Allegations of unfair competition in bidding for the Orange Line’s western expansion
As much as it wants to speed up the construction of mass transit systems in the city to alleviate traffic congestion, the government needs to clear allegations of unfair competition in bidding for the Orange Line’s western expansion.
The accusation came to light last month when the House sub-committee on large-scale infrastructure projects accused the Mass Rapid Transit Authority (MRTA), the state body which oversees the bidding for city mass transit projects, of encouraging unfair competition.
The Anti-Corruption Organization of Thailand (ACT), the anti-graft watchdog, is urging the government to look into the allegations. They said the unfair bidding could cost the government about 68 billion baht in losses. This city train has been delayed partly because the MRTA cancelled the first round of bidding when it decided to change the bidding conditions.
According to ACT, if the first round of bidding was not cancelled, the Bangkok Mass Transit System Plc (BTSC) would have won the concession. With this bidder, the government would have been required to pay 9.67 billion baht to subsidise the project.
The MRTA however, awarded the concession to Bangkok Expressway and Metro Plc (BEM) in the second bidding round. With BEM, the government will have to pay subsidies of up to 78.28 billion baht, or 68.6 billion baht more.
MRTA launched the first bidding round in July 2021. BEM, BTSC and Sino-Thai Engineering and Construction plc submitted tenders for the western section. Whoever wins the Orange Line tender will reap significant benefits because the route will connect with the major rail network in the capital city.

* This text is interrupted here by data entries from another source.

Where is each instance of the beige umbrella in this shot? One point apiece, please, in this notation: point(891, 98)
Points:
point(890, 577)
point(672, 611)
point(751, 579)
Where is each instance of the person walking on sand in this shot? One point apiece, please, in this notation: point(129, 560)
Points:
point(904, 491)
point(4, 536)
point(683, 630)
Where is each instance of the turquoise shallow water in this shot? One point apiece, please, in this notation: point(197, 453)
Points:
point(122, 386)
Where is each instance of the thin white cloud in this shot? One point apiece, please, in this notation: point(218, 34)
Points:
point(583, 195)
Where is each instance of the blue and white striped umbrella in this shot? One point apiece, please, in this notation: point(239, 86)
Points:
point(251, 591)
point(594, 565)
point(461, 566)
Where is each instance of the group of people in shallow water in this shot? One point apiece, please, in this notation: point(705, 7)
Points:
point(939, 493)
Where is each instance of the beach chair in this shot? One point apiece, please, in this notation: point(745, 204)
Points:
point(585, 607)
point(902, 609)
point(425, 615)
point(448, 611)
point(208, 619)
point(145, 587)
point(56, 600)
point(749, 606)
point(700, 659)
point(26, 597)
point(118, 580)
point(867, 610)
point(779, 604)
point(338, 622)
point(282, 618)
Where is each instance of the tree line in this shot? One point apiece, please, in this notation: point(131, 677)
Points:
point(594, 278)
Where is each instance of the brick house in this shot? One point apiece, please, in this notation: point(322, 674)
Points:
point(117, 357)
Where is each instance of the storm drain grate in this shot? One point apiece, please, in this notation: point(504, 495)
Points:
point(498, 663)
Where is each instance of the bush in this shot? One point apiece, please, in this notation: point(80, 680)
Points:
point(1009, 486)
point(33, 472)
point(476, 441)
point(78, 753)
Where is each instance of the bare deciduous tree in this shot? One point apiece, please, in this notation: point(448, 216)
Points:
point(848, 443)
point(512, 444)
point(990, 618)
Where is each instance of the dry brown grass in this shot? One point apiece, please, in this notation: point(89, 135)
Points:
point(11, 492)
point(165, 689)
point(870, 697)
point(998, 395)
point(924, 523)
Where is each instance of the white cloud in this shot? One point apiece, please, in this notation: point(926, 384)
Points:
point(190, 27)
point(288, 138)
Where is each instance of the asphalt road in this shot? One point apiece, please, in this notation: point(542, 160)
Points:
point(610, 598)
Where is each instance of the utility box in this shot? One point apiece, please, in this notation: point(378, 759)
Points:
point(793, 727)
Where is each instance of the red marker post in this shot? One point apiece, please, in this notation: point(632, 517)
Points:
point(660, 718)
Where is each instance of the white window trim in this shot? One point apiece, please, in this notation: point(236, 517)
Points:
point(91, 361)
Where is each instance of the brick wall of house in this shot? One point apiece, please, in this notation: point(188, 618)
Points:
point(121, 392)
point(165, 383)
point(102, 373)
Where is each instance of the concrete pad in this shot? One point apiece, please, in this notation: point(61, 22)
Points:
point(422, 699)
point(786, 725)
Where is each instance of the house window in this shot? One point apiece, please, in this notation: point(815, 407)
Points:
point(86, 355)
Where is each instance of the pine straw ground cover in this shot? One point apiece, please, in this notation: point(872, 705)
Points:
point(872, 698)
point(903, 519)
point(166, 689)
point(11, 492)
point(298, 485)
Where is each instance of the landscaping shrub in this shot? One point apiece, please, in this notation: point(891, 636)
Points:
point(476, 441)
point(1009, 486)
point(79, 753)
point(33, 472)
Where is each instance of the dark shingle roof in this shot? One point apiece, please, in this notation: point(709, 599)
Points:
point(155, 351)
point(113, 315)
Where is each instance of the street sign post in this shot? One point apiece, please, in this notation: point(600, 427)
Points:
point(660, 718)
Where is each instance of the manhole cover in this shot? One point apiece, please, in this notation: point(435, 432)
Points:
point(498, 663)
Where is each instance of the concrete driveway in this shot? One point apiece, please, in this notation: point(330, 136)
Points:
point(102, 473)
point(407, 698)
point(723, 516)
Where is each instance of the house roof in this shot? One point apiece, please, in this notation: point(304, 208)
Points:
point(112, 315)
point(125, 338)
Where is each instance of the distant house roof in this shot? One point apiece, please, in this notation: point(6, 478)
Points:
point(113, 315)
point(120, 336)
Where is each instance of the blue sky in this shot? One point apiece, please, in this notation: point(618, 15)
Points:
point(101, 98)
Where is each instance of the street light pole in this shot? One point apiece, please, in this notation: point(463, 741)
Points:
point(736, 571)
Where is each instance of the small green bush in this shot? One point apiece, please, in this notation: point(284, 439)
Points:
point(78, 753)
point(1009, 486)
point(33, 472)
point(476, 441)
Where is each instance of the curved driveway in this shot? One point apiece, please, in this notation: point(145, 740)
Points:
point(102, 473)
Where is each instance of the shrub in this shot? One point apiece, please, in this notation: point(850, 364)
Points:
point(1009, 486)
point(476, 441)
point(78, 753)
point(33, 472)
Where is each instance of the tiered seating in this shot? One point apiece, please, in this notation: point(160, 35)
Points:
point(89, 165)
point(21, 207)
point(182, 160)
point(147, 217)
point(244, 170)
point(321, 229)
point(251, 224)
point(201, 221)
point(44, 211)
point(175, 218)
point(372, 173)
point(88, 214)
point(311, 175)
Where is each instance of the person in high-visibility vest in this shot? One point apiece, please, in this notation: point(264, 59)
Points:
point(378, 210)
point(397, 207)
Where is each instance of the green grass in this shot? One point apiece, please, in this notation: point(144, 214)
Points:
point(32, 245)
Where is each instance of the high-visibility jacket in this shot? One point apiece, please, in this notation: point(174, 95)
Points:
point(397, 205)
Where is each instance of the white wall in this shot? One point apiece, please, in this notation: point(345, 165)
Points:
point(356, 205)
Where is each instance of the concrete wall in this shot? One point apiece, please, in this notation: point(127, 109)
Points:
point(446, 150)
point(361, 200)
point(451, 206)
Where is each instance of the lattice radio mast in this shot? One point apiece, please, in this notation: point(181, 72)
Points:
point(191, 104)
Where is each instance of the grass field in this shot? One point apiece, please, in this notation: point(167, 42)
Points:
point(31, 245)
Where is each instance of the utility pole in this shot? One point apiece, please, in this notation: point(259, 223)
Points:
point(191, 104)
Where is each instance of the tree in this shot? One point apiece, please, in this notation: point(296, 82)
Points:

The 120-billion-baht western section will run from Bang Khun Non in the Thon Buri area to the Thailand Cultural Centre station and link the eastern section, still under construction, to Min Buri.
Problems arose when the MRTA changed the bidding criteria by adding a technical score worth 30% to the requirements despite it having already sold the bid envelopes. The new criteria means the winner might no longer be the one who offers the lowest price.
The BTSC, which was thought to be the presumptive winner for offering the lowest quotation, petitioned the Central Administrative Court, saying the MRTA’s new bidding terms were unfair. The BTSC also asked the court to issue an injunction to suspend the bidding. The court rejected its petition.
The MRTA then cancelled the first bidding round and promptly held a new auction. In the second round, two investors submitted tenders. The first was BEM, and the second was the ITD Group, a joint venture between Italian-Thai Development Plc (ITD) and South Korea’s Incheon Transit Corporation.
BEM finally won the bidding with its offered price which requires a state subsidy of up to 78.28 billion baht while the ITD Group required a subsidy of as much as 102.63 billion baht.
The disparity in the subsidy money which the government has to pay as much as 68.6 billion baht raises questions about the MRTA’s decision-making process and transparency. Needless to say, MRTA owes the public an explanation.
People are fed up witnessing the government repeatedly using taxpayers’ money to cover hefty sums for such questionable bidding projects. The probe must include civic groups, such as consumer groups and academics, and a graft-busting group also must be allowed to participate in the scrutiny.